その後ろ姿を見ながら少しホッとしている自分に気がついた。
自分語りは苦手だ。
「昇級申請が通りました。ラルフ、今日から赤級です。ゴブリンなどの討伐依頼を受けられるようになります。ペンダントの交換をお願いします」
ギルドのカウンターで凛とした表情のリズがそう言う。
「とはいえ、ソロですからさほど重大なケースはまだ受けられません。まずは通年出ている依頼で街道沿いのゴブリンの任意退治を薬草の回収ついでに実施をお願いします。討伐証明は右耳の提出です。頭蓋骨に沿って切り落とした完全な形の耳一つで一体の討伐証明になります。モンスターは数日後に消滅しますので死体の処理は不要です」
「なるほどな。了解した」
ディーフヴァルターでも昔はフィールドにモンスターがいたと歴史の授業で習った。帝国軍が丁寧に討伐し、更に洞窟から漏れ出るハグレを起こさせないよう定期的な侵攻戦を行った結果、フィールドのモンスターは絶滅したという記録がある。

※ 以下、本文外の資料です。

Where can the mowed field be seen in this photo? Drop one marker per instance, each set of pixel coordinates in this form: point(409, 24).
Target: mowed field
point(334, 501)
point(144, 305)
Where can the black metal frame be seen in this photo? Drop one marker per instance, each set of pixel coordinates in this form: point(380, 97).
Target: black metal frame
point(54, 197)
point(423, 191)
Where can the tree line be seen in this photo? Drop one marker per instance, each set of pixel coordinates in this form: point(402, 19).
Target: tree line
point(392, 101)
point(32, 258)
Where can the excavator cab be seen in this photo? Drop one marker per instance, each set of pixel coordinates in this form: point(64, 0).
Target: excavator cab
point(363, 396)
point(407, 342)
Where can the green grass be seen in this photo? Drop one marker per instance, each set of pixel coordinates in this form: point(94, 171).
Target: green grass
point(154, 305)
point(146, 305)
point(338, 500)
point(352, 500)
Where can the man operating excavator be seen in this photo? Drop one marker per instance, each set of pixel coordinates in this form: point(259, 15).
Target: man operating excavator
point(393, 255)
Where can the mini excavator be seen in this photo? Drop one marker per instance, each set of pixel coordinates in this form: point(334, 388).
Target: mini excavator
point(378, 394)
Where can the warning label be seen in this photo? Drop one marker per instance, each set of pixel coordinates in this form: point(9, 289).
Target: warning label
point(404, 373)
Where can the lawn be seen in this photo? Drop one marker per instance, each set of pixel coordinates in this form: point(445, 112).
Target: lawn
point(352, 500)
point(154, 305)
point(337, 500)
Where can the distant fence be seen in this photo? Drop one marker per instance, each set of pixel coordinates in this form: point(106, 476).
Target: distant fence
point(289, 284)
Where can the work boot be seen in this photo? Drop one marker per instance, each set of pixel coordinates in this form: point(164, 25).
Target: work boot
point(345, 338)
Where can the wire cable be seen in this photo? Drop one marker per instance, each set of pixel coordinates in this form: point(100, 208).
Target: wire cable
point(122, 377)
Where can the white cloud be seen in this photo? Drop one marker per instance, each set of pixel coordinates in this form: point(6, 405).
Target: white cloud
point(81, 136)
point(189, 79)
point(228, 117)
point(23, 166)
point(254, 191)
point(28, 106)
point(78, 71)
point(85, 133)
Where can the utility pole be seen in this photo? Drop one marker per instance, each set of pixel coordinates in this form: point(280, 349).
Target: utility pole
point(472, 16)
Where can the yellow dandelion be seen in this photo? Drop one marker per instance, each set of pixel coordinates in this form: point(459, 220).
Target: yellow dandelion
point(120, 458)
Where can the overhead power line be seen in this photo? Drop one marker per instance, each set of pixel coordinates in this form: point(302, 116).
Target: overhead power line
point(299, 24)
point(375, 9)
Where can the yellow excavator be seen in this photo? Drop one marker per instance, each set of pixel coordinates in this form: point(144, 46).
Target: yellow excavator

ここではまだそこまでの力がないということなのだろう。
だからこその冒険者、か。
「獣については猟師の邪魔をしない程度の実施は認められていますが、死体の放置は認められていません。獣かモンスターか区別がつかない場合は埋葬処理をしてください」
私が考えている間にもリズの説明は淀みなく続く。
「そっちも了解だ。では行ってくる」
「このところ、洞窟から出てくるモンスターの報告が増えています。気をつけてくださいね」
背中にかけられたリズの言葉に右手を上げて答え、ギルドを出た。
薬草自体は日当たりの良いところに生えるため、街道付近の草原にポツポツ群生がある。根こそぎ取らないよう気をつけながら回収する。
遠くからなにかが走ってくる音がする。
「逃げろ!」
この声は、赤髪のリチャードのものだ。立ち上がり、声のする方を見る。
「やべえのがいた! 逃げろ!」
リチャードの他にウィリアムとあと女の子が二人。こっちに向かって走ってきている。街道沿いに逃げてきたのだろうが、そのまま逃げ続けるとクーゲルの街にその『やべえの』を引っ張っていくことになるだろう。

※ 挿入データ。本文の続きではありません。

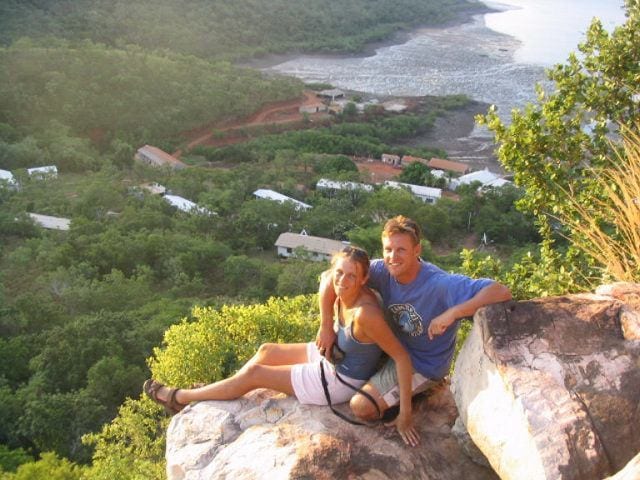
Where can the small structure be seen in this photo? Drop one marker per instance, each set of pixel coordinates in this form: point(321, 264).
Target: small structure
point(497, 183)
point(319, 248)
point(394, 106)
point(484, 177)
point(50, 223)
point(7, 179)
point(331, 94)
point(185, 205)
point(325, 184)
point(426, 194)
point(408, 160)
point(154, 188)
point(158, 158)
point(314, 107)
point(267, 194)
point(43, 173)
point(390, 159)
point(448, 165)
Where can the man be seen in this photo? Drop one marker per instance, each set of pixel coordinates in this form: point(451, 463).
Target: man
point(422, 304)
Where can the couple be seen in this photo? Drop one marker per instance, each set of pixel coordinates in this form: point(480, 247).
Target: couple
point(422, 303)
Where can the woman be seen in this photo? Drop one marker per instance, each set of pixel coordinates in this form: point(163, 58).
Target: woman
point(295, 369)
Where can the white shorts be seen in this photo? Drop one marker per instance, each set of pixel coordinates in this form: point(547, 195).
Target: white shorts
point(307, 384)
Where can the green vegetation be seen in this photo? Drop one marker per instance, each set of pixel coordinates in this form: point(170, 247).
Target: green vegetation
point(82, 311)
point(55, 97)
point(561, 150)
point(224, 29)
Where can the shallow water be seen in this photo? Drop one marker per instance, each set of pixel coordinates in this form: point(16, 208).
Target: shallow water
point(473, 59)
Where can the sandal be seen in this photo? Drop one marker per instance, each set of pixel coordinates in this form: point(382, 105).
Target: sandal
point(171, 405)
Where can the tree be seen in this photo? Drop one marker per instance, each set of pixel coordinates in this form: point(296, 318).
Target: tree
point(556, 147)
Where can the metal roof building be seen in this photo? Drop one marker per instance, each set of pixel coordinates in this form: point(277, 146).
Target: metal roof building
point(426, 194)
point(267, 194)
point(319, 248)
point(50, 223)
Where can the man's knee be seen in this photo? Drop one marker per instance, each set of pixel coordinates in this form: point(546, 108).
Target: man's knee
point(363, 408)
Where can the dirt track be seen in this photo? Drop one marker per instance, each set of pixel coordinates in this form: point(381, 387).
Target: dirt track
point(275, 113)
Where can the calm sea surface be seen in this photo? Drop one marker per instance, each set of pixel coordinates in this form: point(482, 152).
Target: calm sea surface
point(497, 58)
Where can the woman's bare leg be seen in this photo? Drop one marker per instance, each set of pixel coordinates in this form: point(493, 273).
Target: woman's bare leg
point(279, 354)
point(250, 377)
point(270, 367)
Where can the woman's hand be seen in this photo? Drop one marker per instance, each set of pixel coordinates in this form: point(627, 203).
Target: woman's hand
point(404, 424)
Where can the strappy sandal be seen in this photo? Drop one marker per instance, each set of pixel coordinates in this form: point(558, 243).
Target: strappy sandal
point(171, 405)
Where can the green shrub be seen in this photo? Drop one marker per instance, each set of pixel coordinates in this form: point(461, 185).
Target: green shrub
point(220, 341)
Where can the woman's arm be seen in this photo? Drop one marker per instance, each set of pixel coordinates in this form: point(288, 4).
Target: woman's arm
point(326, 297)
point(372, 324)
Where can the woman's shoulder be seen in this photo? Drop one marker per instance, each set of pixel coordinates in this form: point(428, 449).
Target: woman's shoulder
point(368, 306)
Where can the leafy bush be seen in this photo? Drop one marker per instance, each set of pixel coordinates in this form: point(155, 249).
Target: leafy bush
point(220, 341)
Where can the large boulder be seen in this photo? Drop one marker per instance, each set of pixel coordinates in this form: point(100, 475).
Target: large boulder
point(550, 388)
point(269, 435)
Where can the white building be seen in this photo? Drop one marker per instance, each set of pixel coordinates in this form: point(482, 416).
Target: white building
point(485, 177)
point(185, 205)
point(50, 223)
point(158, 158)
point(267, 194)
point(7, 178)
point(50, 171)
point(326, 184)
point(319, 248)
point(426, 194)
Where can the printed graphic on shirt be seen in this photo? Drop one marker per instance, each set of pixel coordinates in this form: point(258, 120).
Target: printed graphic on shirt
point(406, 318)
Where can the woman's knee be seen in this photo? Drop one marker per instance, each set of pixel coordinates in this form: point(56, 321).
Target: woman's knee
point(363, 408)
point(265, 350)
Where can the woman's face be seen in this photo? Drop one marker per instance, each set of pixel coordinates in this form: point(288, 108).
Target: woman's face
point(347, 276)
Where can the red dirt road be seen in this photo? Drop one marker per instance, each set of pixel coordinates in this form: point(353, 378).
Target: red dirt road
point(275, 113)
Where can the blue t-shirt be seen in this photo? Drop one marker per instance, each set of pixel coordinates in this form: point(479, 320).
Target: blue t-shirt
point(410, 308)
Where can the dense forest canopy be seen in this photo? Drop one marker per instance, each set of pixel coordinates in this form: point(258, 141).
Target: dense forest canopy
point(84, 83)
point(222, 29)
point(127, 95)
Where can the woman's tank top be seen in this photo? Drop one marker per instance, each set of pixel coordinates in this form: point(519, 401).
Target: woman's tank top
point(360, 359)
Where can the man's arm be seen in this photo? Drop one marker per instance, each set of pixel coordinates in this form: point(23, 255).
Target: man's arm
point(327, 296)
point(494, 293)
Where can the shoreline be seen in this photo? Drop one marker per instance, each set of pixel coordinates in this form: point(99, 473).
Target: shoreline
point(399, 37)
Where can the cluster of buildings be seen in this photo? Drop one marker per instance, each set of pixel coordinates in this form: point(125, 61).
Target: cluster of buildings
point(288, 244)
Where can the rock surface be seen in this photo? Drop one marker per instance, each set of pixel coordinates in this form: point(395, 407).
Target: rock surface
point(550, 388)
point(269, 435)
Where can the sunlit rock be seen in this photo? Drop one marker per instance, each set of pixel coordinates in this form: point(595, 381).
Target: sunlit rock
point(550, 388)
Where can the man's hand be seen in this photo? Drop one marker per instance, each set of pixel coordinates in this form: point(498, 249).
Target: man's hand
point(325, 339)
point(406, 430)
point(440, 324)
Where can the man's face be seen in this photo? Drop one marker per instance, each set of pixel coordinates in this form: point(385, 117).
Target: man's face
point(400, 256)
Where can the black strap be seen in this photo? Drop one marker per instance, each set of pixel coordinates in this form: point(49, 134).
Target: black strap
point(325, 387)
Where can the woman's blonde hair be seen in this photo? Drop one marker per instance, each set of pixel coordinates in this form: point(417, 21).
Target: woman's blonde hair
point(355, 254)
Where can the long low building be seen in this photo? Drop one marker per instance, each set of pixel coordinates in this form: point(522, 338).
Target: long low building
point(484, 177)
point(319, 248)
point(326, 184)
point(426, 194)
point(158, 158)
point(267, 194)
point(49, 222)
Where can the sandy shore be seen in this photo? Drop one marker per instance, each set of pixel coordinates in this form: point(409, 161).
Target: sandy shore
point(461, 17)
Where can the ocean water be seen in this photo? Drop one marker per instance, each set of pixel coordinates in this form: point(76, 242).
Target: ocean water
point(497, 58)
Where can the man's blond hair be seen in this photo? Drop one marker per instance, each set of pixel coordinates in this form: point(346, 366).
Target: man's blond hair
point(402, 224)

派手な土煙を上げているなにかがいる。眼帯を上げて見る。
――――
ガーグ
称号
同族喰らい
将軍
職業
剣師
拳師
戦闘力評価
2541
装備品
『骨断つ悪夢』血みどろの鉈
『斬撃殺し』悪夢の鎧
――――
眼帯を戻す。ディルファを抜く。
戦闘力評価は高いが、私のようにオーバーフローはしていない。そもそも人型相手ならば負ける気はしない。
「状況開始」
〈魂を、唄を捧げよ〉
《強化レベル10。防護円環展開》
体の動きが気持ち悪い。なんだこれは。
《強化キャンセルします》
普通に戻った。ナイフを軽く握り、構える。
私の背は180cmほど。それよりも頭ひとつ大きい。体の幅と厚みなら2.5倍はあるだろうそれは立ち止まり、私を睨みつけている。右手には信じられないサイズの鉈が握られていた。

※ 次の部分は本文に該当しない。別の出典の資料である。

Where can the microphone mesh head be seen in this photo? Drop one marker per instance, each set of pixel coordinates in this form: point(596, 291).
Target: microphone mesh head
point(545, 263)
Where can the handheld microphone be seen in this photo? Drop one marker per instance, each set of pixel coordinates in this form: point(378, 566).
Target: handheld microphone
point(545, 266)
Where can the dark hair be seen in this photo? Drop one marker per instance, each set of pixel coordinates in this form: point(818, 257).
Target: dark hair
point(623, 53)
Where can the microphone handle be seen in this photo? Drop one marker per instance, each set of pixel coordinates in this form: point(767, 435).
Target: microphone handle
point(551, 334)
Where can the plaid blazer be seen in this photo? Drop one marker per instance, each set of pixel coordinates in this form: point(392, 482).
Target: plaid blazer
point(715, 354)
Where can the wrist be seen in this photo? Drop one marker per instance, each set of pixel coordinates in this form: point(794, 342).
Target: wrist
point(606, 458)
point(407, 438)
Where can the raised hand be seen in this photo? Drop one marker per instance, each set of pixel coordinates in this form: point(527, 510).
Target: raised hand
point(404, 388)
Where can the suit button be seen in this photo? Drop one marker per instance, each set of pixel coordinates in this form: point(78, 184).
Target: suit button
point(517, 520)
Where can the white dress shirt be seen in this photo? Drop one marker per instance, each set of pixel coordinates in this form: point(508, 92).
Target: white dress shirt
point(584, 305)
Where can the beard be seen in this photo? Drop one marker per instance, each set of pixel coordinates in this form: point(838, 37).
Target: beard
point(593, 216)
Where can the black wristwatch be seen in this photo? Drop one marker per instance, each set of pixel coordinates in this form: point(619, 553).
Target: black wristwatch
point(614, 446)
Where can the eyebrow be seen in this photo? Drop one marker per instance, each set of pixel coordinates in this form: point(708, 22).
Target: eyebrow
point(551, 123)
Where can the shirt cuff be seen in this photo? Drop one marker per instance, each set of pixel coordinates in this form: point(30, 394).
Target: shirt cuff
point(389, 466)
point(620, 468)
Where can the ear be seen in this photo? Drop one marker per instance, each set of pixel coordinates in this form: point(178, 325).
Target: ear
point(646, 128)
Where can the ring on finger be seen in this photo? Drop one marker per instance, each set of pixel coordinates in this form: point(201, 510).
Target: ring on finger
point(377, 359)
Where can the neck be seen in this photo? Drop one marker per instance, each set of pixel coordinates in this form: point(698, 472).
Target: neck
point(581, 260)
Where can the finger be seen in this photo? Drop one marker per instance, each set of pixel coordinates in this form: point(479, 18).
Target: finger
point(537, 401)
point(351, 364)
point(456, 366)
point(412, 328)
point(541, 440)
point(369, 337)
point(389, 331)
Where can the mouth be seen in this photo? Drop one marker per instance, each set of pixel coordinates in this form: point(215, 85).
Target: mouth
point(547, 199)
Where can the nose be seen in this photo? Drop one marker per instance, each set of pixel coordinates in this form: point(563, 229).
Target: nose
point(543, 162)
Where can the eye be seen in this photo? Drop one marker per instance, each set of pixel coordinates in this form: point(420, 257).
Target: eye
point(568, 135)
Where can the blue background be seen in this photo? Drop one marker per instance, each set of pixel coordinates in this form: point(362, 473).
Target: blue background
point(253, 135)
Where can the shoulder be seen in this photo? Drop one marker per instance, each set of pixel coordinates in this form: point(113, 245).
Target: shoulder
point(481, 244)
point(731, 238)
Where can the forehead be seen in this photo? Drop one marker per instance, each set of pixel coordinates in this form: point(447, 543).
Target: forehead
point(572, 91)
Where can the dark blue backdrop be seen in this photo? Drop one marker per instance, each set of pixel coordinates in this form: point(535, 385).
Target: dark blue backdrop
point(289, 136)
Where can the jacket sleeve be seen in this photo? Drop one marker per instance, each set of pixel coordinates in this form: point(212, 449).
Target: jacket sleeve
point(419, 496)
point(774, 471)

左手を突き出し、人差し指をクイクイと二回曲げてかかってこいと挑発する。
オークは怒りの咆哮。
「バカかおっさん! 逃げろ!」
後ろから赤髪の声が聞こえた。律儀なものだ。
「気にするな。お前たちこそ逃げておけ」
オークから視線を切らさずそう告げる。
「くっ……なるべく早く助けを呼んでくる。それまで持ちこたえてくれ」
オークの斬撃をディルファで横へ払う。思ったほどは重くない。
「ああ、頼んだ。受け流すだけならどうにかできるようだ」
軽く受け流されたからか、更にオークは激昂する。